The massacres occurred in the midst of a French presidential campaign, and the candidates wasted little time in trying to link them to their own agendas. On the far right, Marine Le Pen argued for a halt to all new immigration and expulsion of all immigrants who have committed crimes, as well as revoking French citizenship for those naturalized immigrants with criminal records. On the left, candidates charged that the incumbent president, Nicolas Sarkozy, was responsible for fostering racial hatred—an absurd accusation against the first French head of state to appoint French citizens of Arab and African descent to major ministerial positions. As for Sarkozy himself, he touted his strong commitment to security, but he couldn’t explain how the killer was able to commit his crimes even as police were well aware of the threat he posed.

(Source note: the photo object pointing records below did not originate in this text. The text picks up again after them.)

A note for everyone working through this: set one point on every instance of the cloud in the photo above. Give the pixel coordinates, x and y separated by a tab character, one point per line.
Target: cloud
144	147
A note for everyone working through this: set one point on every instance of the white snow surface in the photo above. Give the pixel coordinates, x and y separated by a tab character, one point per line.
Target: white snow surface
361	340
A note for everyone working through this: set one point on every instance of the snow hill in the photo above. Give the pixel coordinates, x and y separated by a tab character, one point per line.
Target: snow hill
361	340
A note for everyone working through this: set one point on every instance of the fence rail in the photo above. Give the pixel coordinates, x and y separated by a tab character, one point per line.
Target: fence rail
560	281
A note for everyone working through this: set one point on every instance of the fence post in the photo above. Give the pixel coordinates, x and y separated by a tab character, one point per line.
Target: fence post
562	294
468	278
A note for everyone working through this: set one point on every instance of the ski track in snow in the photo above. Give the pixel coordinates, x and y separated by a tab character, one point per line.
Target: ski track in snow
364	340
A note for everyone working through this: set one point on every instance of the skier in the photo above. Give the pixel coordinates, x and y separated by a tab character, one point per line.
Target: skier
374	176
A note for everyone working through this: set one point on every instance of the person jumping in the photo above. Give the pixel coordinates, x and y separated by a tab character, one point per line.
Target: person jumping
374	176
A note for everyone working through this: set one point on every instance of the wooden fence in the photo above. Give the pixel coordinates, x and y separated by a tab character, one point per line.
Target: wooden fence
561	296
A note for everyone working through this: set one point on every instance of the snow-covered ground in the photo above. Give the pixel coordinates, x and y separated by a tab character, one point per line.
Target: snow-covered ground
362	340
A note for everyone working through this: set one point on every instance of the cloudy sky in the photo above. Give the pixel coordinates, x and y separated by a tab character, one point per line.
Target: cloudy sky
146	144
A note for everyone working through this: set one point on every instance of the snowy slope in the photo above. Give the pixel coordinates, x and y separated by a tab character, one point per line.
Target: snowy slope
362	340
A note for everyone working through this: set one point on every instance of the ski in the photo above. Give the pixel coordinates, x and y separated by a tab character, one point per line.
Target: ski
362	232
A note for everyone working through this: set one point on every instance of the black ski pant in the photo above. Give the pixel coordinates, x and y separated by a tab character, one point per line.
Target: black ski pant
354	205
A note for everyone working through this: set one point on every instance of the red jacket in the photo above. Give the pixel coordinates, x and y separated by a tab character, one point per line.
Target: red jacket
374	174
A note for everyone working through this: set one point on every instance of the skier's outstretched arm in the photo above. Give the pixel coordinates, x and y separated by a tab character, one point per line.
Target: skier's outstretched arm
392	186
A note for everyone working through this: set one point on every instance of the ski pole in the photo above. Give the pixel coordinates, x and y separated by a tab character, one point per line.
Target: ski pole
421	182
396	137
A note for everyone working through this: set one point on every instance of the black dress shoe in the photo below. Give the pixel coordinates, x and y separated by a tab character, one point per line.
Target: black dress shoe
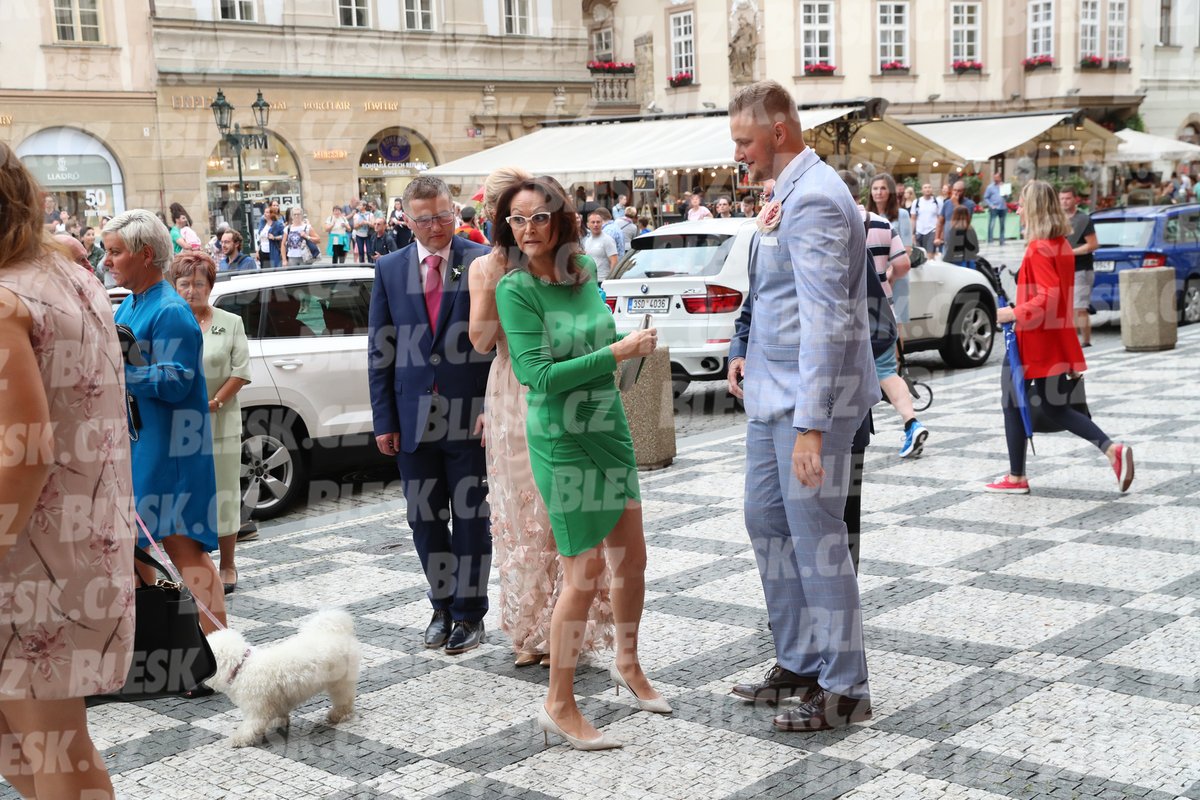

Clearly, then, the tragedy escapes party politics. It also has a meaning that goes beyond Islamism or anti-Semitism. The killing is a reminder of the perverting effect of ideology on feeble minds. Radical ideologies have always attracted people in search of simple explanations for a complex world. As Karl Popper observed, ideology is a substitute for thinking: it provides a key to open all doors. Simple minds are attracted by ideology, and those disposed to violence use ideology to justify their deeds.
In his final negotiation with police forces, the killer, Mohammed Merah, explained that he was fighting for a higher cause: to avenge Afghans for the French military intervention (with NATO forces) in Afghanistan, and to avenge Palestinians for the French support of Israel. Equipped with a simple ideology, the killer could persuade himself that he was right when most others were wrong. Islamic radicalism functions little differently than any other ideology. Bolshevism, Maoism, the French Terror of 1793—these and many other ideologies provided simple explanations for how the world should work. They also legitimized brute force. Islamist radicalism belongs to this long history much more than it does to the history of the Muslim faith. The circumstances and the discourse may change, but the impulse for all ideologies remains eternal.
Nor can the Toulouse and Montauban killings be explained by citing a rise of racism and anti-Semitism in France. The French are no more racist than any other Western society, and anti-Semitism is less pervasive than it was a generation ago. When I was growing up in France in the 1950s, anti-Semitism was considered normal. It has now become unacceptable and quite rare. As the killer himself declared, he was attacking France as such. He selected his victims based on their culture, ethnicity, and religion in order to purify French society.
What struck me as new in the killings’ aftermath was the reaction of French society. Following the government’s suggestion, teachers in all French schools dedicated half a day to discussing what happened and what it meant. A rare consensus emerged in our usually divisive nation to condemn not Muslims or immigrants, but racism. French children of various origins looked at one another more deeply, discovered their differences, and perhaps concluded that any one of them could have become a victim. It may be not the killings, but the debate that followed the killings, that becomes a defining moment for these young students.
France is not so Gallic anymore, but it remains strongly republican. All the presidential candidates (including the National Front’s) agree that the “integration” policy for new immigrants in the secular French Republic—in which cultural diversity is a private matter and only individuals, not communities, have rights—should be maintained and reinforced. The opposite of the British or Dutch communitarian model, which gives rights to self-identified communities, the French policy is widely embraced by citizens and immigrants. The Toulouse and Montauban tragedy will likely lead to greater integration, not less—exactly what radical Islamists don’t want.